Q：Assuming there are $n$ different types of coupons, each with an equal probability of being obtained, and an unlimited supply of coupons. On average, how many times does one need to draw to collect all $n$ types of coupons?

Solution

The problem is to find the expected number of draws needed to collect all $n$ types of coupons. Let $T$ be the number of draws required to collect all $n$ types of coupons, and let $t_{i}$ be the number of draws required to collect the $i$-th type of coupon after collecting the first $i-1$ types. $T=\sum\limits_{i=1}^{n}{t_{i}}$, $t_{i}(i=1,2,…,n)$ are independent, and $t_{i}\sim Ge(p_{i})$, where $p_{i}=\frac{n-i+1}{n}$. Therefore, $E(T)=\sum\limits_{i=1}^{n}E(t_{i})=\sum\limits_{i=1}^{n}\frac{1}{p_{i}}=\frac{n}{n}+\frac{n}{n-1}+…+\frac{n}{1}=nH_{n}$

As an advanced topic, let’s calculate the variance of $T$:

$$ \begin{aligned} Var(T) & = \sum_{i=1}^{n}Var(t_{i}) = \sum_{i=1}^{n}\frac{1-p_{i}}{p_{i}^2} \\ & = \sum_{i=1}^{n}\frac{n(i-1)}{(n-i+1)^2} = n\sum_{i=1}^{n}\frac{n-(n-i+1)}{(n-i+1)^2} \\ & = n\sum_{i=1}^{n}(\frac{n}{(n-i+1)^2}-\frac{1}{(n-i+1)}) \\ & = n^2\sum_{i=1}^{n}\frac{1}{i^2}-n\sum_{i=1}^{n}\frac{1}{i} \\ & = n^2H_n^{(2)}-nH_n \end{aligned} $$

Enhancements

Enhancement 1

Lemma：Prove$\sum\limits_{k=1}^{n}(-1)^{k+1} \frac{1}{k} C_{n}^{k}=1+\frac{1}{2}+\cdots+\frac{1}{n}$

Note that

$$ \frac{1}{k} C_{n}^{k}=\frac{1}{k}\left(C_{n}^{k}+C_{n-1}^{k-1}\right)=\frac{1}{k} C_{n-1}^{k}+\frac{1}{n} C_{n}^{k} $$

Let $f_{n}=\sum\limits_{k=1}^{n}(-1)^{k-1} \frac{1}{k} C_{n}^{k}$, Thus

$$ \begin{aligned} f_{n}&=\sum_{k=1}^{n}(-1)^{k+1} \frac{1}{k} C_{n}^{k}+(-1)^{n+1} \frac{1}{n}\\ &=\sum_{k=1}^{n-1}(-1)^{k+1} \frac{1}{k} C_{n-1}^{k}+\frac{1}{n} \sum_{k=1}^{n-1}(-1)^{k+1} C_{n}^{k}+(-1)^{n-1} \frac{1}{n} \\ & =f_{n-1}+\frac{1}{n} \sum_{k=1}^{n}(-1)^{k+1} C_{n}^{k}\\&=f_{n-1}+\frac{1}{n} \end{aligned} $$

The last step is due to $$ \sum_{i=1}^{n}(-1)^{k+1}C_n^k=\sum_{i=0}^{n}(-1)^{k+1}C_n^k+C_n^0=C_n^0-\sum_{i=0}^{n}(-1)^{k}C_n^k=1 $$ Thus $f_n=f_{n-1}+\frac{1}{n}$, and$f_1=1$, we have $f_n=1+\frac{1}{2}+\cdots+\frac{1}{n}$.

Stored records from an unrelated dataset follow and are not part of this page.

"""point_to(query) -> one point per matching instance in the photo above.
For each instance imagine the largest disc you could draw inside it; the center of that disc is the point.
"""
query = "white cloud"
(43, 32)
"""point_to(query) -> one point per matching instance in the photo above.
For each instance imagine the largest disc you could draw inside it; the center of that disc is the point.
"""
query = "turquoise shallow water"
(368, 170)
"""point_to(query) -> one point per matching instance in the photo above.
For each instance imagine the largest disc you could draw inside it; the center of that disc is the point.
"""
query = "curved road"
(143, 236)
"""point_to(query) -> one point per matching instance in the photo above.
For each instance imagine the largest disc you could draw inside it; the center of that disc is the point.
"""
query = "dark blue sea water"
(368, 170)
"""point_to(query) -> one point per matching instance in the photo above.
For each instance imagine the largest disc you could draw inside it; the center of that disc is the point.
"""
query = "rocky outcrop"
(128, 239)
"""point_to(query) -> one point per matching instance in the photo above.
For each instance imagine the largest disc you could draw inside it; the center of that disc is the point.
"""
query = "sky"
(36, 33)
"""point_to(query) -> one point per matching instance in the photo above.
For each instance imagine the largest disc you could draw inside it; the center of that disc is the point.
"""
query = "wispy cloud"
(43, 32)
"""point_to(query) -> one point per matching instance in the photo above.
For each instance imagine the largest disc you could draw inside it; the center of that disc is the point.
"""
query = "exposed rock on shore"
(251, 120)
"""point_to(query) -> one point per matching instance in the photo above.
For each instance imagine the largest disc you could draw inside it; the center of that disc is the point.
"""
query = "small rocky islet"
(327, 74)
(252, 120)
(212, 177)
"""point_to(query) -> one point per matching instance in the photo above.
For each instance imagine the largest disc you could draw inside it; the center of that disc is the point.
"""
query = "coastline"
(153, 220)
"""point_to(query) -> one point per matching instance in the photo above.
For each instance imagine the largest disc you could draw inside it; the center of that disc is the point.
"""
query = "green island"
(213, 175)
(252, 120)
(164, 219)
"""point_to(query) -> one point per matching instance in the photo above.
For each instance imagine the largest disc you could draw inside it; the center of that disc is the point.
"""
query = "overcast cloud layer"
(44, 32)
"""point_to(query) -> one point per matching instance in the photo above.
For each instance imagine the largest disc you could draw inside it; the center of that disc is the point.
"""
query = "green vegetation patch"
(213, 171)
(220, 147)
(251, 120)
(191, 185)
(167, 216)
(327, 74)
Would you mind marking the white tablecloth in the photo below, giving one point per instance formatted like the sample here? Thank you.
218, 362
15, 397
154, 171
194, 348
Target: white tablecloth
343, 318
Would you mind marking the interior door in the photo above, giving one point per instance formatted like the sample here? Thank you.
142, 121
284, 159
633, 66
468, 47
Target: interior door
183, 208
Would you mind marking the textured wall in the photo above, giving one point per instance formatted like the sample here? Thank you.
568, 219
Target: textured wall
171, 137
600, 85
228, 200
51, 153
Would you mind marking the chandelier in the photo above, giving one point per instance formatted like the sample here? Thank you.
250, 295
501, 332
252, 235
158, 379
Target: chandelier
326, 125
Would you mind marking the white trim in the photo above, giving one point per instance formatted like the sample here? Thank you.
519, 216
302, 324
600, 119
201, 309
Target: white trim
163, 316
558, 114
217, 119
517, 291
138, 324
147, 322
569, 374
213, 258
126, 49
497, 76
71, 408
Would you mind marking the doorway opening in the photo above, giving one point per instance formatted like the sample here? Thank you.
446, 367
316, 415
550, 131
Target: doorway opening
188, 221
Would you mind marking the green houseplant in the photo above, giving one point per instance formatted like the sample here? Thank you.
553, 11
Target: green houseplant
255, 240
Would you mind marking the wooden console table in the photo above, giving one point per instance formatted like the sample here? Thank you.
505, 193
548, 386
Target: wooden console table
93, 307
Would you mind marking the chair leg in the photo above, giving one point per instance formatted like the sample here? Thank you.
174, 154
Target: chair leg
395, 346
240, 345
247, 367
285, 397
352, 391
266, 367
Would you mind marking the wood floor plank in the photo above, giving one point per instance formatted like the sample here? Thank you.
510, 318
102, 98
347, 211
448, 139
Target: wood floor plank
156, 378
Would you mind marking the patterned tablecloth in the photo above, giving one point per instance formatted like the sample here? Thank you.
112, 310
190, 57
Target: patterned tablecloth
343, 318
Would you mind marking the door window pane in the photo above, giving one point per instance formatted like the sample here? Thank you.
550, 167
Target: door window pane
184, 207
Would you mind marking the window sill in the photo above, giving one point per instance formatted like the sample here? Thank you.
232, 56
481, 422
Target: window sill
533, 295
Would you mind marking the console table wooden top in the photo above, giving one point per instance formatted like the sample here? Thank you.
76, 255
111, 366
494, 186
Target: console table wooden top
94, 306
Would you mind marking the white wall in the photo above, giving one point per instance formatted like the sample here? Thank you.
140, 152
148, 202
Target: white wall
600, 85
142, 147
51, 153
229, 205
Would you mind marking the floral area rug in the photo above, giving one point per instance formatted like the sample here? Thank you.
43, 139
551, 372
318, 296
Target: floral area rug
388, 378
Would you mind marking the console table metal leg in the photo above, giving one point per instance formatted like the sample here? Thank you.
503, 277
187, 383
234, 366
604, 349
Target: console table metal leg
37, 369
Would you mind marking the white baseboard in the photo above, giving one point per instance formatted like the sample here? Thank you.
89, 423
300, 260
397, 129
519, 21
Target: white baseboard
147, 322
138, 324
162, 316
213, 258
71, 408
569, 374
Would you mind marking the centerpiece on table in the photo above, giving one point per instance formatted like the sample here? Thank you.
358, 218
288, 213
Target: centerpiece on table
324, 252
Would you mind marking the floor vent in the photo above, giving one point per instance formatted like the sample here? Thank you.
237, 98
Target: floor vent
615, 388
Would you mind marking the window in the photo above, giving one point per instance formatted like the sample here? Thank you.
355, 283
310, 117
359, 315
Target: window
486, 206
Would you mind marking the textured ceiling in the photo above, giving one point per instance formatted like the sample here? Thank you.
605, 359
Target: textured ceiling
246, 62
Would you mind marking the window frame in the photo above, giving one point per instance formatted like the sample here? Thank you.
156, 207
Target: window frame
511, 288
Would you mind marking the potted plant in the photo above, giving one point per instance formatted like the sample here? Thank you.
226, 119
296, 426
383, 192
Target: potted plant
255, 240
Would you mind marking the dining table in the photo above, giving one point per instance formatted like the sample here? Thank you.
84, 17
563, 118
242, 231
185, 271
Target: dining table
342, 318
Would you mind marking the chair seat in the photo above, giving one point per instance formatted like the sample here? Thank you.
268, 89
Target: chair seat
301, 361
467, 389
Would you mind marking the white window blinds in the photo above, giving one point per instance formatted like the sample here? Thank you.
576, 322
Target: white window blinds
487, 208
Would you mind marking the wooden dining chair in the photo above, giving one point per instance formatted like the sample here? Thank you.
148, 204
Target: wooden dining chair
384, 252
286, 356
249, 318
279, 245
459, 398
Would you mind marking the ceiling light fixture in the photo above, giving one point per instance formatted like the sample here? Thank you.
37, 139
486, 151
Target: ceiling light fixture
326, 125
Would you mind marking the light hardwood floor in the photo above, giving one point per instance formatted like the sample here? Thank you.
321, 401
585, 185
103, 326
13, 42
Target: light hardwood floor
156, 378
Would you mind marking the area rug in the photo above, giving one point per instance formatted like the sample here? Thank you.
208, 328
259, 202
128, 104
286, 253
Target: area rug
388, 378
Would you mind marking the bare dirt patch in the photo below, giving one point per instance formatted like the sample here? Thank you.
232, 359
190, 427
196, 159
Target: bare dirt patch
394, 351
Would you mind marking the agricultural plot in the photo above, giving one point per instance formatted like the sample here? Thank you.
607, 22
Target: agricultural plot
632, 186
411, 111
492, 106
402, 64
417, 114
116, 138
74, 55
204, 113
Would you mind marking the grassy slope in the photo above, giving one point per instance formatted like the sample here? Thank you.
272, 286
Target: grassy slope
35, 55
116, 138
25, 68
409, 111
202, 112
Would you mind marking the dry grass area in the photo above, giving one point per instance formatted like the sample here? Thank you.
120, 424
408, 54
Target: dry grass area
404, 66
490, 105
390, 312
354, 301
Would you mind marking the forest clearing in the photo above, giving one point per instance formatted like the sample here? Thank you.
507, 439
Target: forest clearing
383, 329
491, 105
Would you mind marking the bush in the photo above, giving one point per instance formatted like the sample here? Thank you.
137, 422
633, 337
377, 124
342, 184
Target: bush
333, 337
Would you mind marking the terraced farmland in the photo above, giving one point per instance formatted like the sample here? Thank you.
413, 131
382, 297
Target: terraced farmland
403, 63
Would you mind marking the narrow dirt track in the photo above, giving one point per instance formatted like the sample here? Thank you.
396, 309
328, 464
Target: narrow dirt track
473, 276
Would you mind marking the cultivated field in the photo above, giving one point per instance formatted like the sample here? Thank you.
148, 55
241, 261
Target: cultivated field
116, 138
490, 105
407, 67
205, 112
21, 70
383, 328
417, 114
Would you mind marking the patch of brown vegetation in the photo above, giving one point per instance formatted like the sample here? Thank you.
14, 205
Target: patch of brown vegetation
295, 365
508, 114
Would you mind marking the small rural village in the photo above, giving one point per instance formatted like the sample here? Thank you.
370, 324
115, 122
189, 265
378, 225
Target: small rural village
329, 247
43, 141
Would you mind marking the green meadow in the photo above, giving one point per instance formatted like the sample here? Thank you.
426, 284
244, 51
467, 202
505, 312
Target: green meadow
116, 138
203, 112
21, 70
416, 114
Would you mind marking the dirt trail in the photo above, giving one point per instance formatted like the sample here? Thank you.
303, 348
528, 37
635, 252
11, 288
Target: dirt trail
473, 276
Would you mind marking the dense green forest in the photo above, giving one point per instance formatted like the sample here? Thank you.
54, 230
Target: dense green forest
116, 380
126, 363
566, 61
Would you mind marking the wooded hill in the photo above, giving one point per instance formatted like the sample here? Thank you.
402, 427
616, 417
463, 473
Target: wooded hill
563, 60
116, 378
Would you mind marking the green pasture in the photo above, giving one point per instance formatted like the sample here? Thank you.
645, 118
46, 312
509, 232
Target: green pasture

Now let’s look at some enhanced questions:

Q: Suppose there are $n$ types of coupons, each with an equal chance of being obtained, and the coupons are also supplied infinitely. If t coupons are drawn each time, on average, how many times will it take to collect all $n$ types of coupons?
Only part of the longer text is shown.